I revoked multiple times after the first revocation time (Oct 15 2024 04:58:06 PM) and got the success message each time. Maybe a message stating, "Certificate already revoked" would be better.
@fatima2003 Yes, this is the expected behavior. All operations are meant to be repeatable; e g., if you delete a secret in KV and then redo that, it'll also report success. I think this stems from the API-first design approach: it doesn't really matter to a remote system whether this operation revoked the cert or whether another did, just that it was revoked by the time the API returned
@cipherboy Oh okay, that makes sense, I'll look more into API-first design approach.
As reported by @tchernobog on https://github.com/hashicorp/vault/issues/27609:
19452's use case was less compelling than this one.
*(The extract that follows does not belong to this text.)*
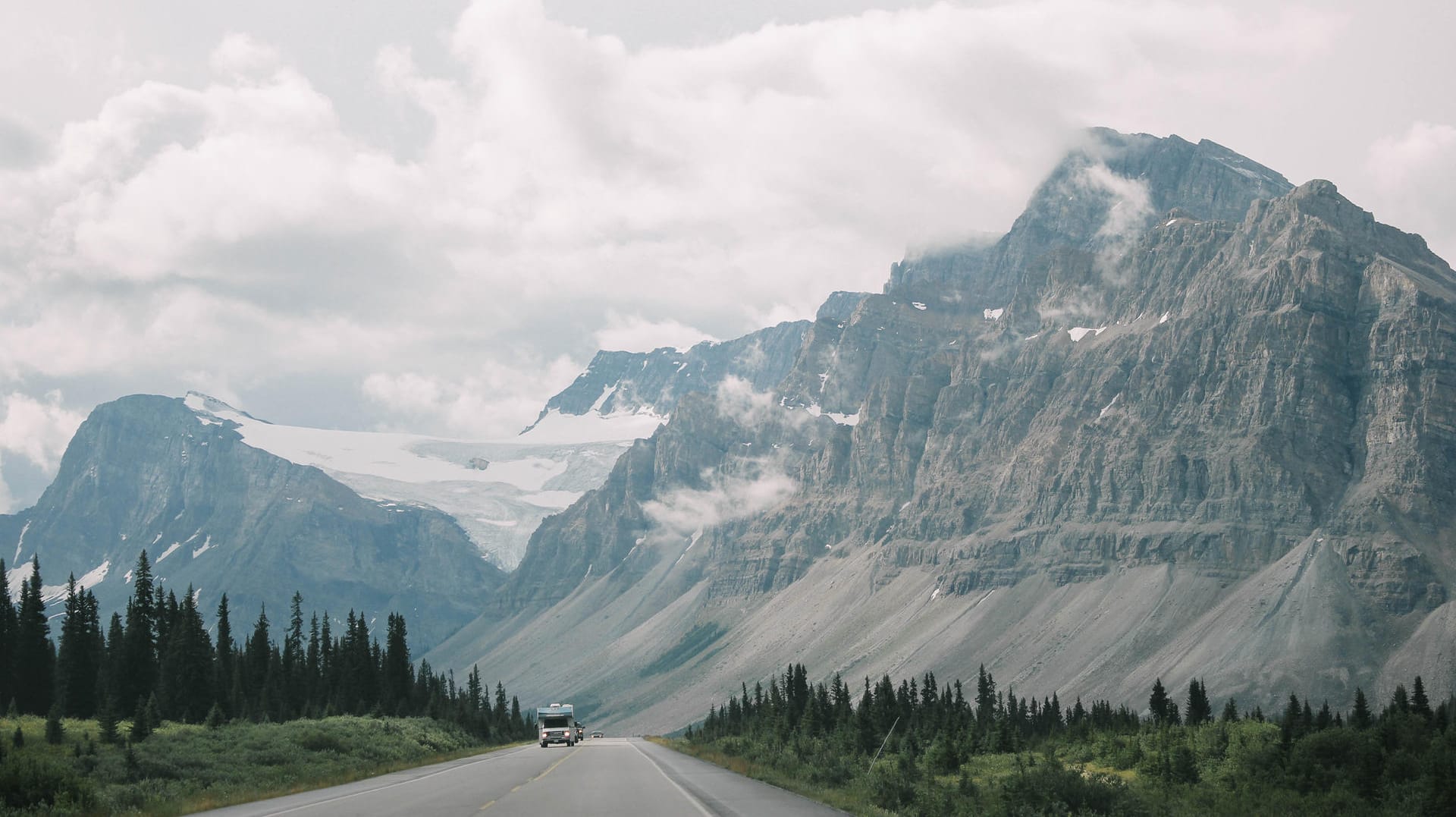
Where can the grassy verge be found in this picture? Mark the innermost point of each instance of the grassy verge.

Cosign uses short-lived certificates (10 minutes) but currently lacks support for BYO PKI revocation. However, a similar use case to OP could definitely be implemented in the future: point-valid certificates whose (much) later revocation signals that the original certificate's signature should no longer be trusted or an upgrade skipped. This could be supported today with Cosign's verify-by-public-key, assuming the relevant cert/CRL validation infrastructure was handled OOB.
While strictly the CRL isn't an ideal mechanism (the certificate itself was not compromised and the corresponding key likely isn't recoverable), it could still be a useful mechanism for this since it is rather ubiquitous -- and often has different failure modes than cert expiry.
As proposed, allowing non-RFC 5280 behavior conditionally via a flag could be viable. This requires careful attention to tidy (as it will remove any expired certificate within the
safety_buffer
).@tchernobog -- Is this an implementation of a standard by any chance?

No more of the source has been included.